Questo film mi è stato d’ispirazione, almeno per i primi cinque minuti.
Dico sul serio, anche se sembra il contrario. Trattasi di La Meute (The Pack, 2010).
In sottofondo uno score accattivante, ipnotico e suggestivo. In primo piano un’automobile che percorre strade deserte e bagnate che tagliano paesaggi campestri, sotto un cielo plumbeo.
Al volante, una bella ragazza. Non si sa dove sia diretta, né perché.
Come incipit, l’ho trovato poetico come pochi. Ci si può aspettare molto, da una roba di questo tipo.
La ragazza si chiama Charlotte, ma questo lo verremo a sapere più tardi, diciamo dopo circa mezz’ora; a prestarle il volto, l’attrice francese Émilie Dequenne, già vista ne Il Patto dei Lupi.
Charlotte si ferma per caricare un autostoppista, in qualche maniera convinta che l’estraneo possa scoraggiare i tre bikers che hanno iniziato a seguirla da un po’.
Ok, non ha mai visto The Hitcher. È evidente. Ma non si tratta di quel tipo di film…
Il tipo, di nome Max (Benjamin Biolay), però sembra tranquillo. Così il viaggio prosegue fino a una stazione di servizio con annesso ristorante.
Qui Charlotte racconta al suo nuovo amico una barzelletta telefonata, ma divertente. E a questo punto…
***
…inizia il delirio.
E no, non è quel tipo di delirio che magari aspettate da un bel po’. Quello per cui valga la pena vedere questo film.
Si tratta solo della estrema confusione registica di Franck Richard che mette in scena una non-storia costruita a fatica riciclando idee e situazioni da almeno una mezza dozzina di film di genere, che ancor più a fatica si trascina, per circa 79 minuti, fino al finale che vorrebbe essere di forte impatto, ma che riesce risibile. Perché avete ancora negli occhi la fine della scena al minuto 75, e vi state chiedendo il motivo, scuotendo la testa.

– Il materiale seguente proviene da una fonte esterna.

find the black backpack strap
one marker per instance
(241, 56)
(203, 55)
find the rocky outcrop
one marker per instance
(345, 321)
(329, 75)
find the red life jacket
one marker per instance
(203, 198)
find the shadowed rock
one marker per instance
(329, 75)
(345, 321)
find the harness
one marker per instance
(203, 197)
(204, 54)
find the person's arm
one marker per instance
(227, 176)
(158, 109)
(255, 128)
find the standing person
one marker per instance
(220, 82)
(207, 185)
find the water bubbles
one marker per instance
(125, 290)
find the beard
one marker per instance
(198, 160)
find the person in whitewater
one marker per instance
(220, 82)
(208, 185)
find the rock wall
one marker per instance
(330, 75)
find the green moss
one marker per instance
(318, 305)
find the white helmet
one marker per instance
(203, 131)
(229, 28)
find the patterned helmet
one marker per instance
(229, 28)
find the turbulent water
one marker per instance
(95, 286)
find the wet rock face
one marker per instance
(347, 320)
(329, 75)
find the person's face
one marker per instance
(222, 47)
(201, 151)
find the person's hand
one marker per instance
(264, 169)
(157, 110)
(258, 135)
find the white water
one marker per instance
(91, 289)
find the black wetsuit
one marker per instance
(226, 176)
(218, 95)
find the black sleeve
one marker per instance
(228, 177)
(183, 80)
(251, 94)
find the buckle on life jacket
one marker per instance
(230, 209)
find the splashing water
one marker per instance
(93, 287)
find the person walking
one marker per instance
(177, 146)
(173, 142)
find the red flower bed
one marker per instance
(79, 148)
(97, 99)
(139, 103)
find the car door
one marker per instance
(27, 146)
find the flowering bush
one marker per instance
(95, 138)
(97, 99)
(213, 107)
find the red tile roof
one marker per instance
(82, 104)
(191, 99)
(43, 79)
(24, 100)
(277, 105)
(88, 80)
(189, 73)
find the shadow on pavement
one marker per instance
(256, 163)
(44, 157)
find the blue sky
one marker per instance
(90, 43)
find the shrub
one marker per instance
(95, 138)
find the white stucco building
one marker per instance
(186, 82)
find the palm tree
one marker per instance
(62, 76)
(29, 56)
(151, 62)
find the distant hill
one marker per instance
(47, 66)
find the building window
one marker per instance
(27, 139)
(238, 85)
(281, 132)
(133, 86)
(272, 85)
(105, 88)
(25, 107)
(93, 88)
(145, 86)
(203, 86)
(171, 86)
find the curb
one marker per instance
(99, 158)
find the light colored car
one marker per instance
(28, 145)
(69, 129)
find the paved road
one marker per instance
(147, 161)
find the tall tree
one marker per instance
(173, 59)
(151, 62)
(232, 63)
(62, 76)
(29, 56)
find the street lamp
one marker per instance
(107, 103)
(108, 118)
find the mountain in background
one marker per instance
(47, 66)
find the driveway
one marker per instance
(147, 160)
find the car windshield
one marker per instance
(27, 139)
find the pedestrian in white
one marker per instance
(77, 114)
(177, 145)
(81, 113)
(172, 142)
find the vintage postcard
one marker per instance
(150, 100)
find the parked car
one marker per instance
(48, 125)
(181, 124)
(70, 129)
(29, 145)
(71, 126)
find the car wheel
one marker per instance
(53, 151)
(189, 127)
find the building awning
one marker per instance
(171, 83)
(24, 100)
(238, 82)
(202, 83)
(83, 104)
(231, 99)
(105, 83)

Credetemi. Di più non vi posso dire senza spoilerarvi tutto il film. Solo un altro frammento dell’intreccio, e il resto della trama, se siete ancora interessanti a vederlo, si rivelerebbe da sé. Non voglio farvi questo torto.
Per onestà devo dirvi, però, che la qualità generale non va oltre il b-movie, con l’aggravante di non essere nemmeno divertente.
FERMATEVI QUI.
***
Per voi che avete scelto di proseguire, mi limiterò ad accennare alcuni dettagli che vale la pena menzionare, tutto considerato. Non sono chissà ché, ma risultano più che apprezzabili ai patiti di un certo cinema underground.
Un vecchio, credo ex-poliziotto, di nome Chinaski che, se non lo sapete, è lo pseudonimo letterario di Charles Bukowski. E… no. Purtroppo questo Chinaski non fa lo scrittore.
La Spack, che vedete nella foto, una simpatica donna di mezz’età armata di fucile, che non disdegna l’utilizzo di armi contundenti di legno e veste, udite udite, una cotta di maglia.
I mostri. Sì, ci sono anche loro. Umanoidi, vampiri, che succhiano il sangue e vivono nella foresta.
Charlotte, la protagonista, molto, molto carina che ne subisce di tutti i tipi (letteralmente). Anche se molto è lasciato all’immaginazione.
Tutto questo, e in più armi automatiche e una cascina sperduta nel mezzo della campagna, se proprio non sapete come trascorrere i prossimi settantanove minuti.